Entrepreneur Haus has opened its doors on Merivale Street as a co-working space for budding business creators.

The facility invites entrepreneurs to meet, collaborate and help each other develop and finesse their ideas.

“At Entrepreneur Haus, the aim is for close-knit groups of people to share their stories and to learn from what worked or didn’t work for someone else,” said creator Daniel Ngo. Daniel wishes to eliminate the cut-throat mentality frequently seen in the entrepreneurial world, aspiring to “help people who want to help others”.

That ethos is a cornerstone of Entrepreneur Haus. “If I can change the mentality of 10 people and those 10 people can change the mentality of another 10 and so on … that’s all you can really do in that space,” he said.

The atmosphere at Entrepreneur Haus differs from traditional co-working venues, especially as it revolves around sharing knowledge and working together. “I’m against giving people a square meterage of space and having people put partitions up. I didn’t want it to feel like a space where you just stare at a wall and do your own thing,” Daniel said.

“We don’t have partitions in the co-working space’s shared area. I wanted to promote that community aspect of people working together and helping grow each other’s businesses.”

Daniel aimed to reflect that collaborative ethos in the space’s design, foregoing the feel of a traditional office for something that stimulated creativity and innovation.

“I never wanted a normal office building, where you just throw in off-the-shelf furniture,” he said.
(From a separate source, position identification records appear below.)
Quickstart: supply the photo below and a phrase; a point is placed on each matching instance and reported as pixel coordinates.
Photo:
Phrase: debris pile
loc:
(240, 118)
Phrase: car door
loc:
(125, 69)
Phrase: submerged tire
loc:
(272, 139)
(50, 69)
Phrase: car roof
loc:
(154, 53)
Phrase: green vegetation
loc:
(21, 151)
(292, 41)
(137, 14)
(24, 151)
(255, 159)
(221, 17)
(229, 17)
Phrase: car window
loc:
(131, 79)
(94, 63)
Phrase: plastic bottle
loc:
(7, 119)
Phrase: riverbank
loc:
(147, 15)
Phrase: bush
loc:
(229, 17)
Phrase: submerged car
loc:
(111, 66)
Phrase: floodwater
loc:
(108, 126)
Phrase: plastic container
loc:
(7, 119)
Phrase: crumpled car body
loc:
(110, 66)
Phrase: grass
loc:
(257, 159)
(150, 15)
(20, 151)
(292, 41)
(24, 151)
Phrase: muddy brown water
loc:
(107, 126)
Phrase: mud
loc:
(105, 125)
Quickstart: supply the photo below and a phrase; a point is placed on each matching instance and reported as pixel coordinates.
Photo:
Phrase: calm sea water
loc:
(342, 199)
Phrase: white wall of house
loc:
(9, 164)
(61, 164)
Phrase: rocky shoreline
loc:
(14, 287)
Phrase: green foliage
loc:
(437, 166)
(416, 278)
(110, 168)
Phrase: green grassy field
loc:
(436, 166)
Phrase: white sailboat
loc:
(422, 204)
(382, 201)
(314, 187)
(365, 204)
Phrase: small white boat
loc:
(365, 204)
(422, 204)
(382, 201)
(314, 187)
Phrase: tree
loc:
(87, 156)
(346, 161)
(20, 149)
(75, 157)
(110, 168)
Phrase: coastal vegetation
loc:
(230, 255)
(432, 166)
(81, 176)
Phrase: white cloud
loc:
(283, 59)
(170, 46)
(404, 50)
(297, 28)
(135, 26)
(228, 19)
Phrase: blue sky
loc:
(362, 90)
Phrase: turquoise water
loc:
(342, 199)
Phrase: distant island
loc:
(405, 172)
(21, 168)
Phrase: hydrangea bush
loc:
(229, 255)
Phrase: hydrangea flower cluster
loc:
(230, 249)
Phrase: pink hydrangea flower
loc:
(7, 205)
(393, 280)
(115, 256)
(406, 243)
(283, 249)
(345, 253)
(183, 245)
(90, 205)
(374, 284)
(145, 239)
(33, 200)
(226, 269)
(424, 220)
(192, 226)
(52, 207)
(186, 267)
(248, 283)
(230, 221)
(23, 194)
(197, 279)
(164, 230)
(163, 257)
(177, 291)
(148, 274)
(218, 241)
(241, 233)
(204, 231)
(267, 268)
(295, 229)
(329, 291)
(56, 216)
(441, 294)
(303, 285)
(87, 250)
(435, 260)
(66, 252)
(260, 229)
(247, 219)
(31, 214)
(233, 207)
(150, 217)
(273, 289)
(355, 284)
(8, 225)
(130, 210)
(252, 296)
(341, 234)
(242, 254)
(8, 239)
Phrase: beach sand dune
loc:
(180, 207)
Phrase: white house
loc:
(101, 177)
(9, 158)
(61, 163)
Instead, Entrepreneur Haus is set up in a spacious warehouse, adorned with handmade furniture, avoiding the feel of traditional office blocks.

Although the open areas encourage interaction with others, there is an overriding sense of calm and quiet.

While Daniel initially scouted locations in Newstead and Teneriffe, he was drawn to the South Brisbane area due by its reputation as a creative, cultural space.

“As soon as I saw 29 Merivale Street and how quickly the surroundings were building up, I definitely had to be here.

I believe it’s going to be the next big thing — West End, Southbank, Highgate Hill: it’s that central hub on this side of town,” he said.

Though Daniel was immediately drawn to the location, the same cannot be said of the name. “I didn’t actually like the word ‘entrepreneur’,” said Daniel. “The reason why I called it ‘entrepreneur’ is a business’s name needs to be self-explanatory”. ‘Haus’, the German equivalent of ‘home’ is used because “the space [he] wanted to create was a home for people starting businesses”.

Daniel’s reservations in using the word ‘entrepreneur’ are credited to his observations of common attitudes among entrepreneurs. “Some people in the entrepreneurial industry are happy to stand back and watch people fail, saying that ‘they’ll learn’,” he said. At Entrepreneur Haus, Daniel wishes to eliminate the industry’s tall poppy syndrome. “I encourage people to share their stories of things that have worked and things that haven’t. If you know the stove is hot, why wouldn’t you tell someone else that it’s going to burn them?” he said.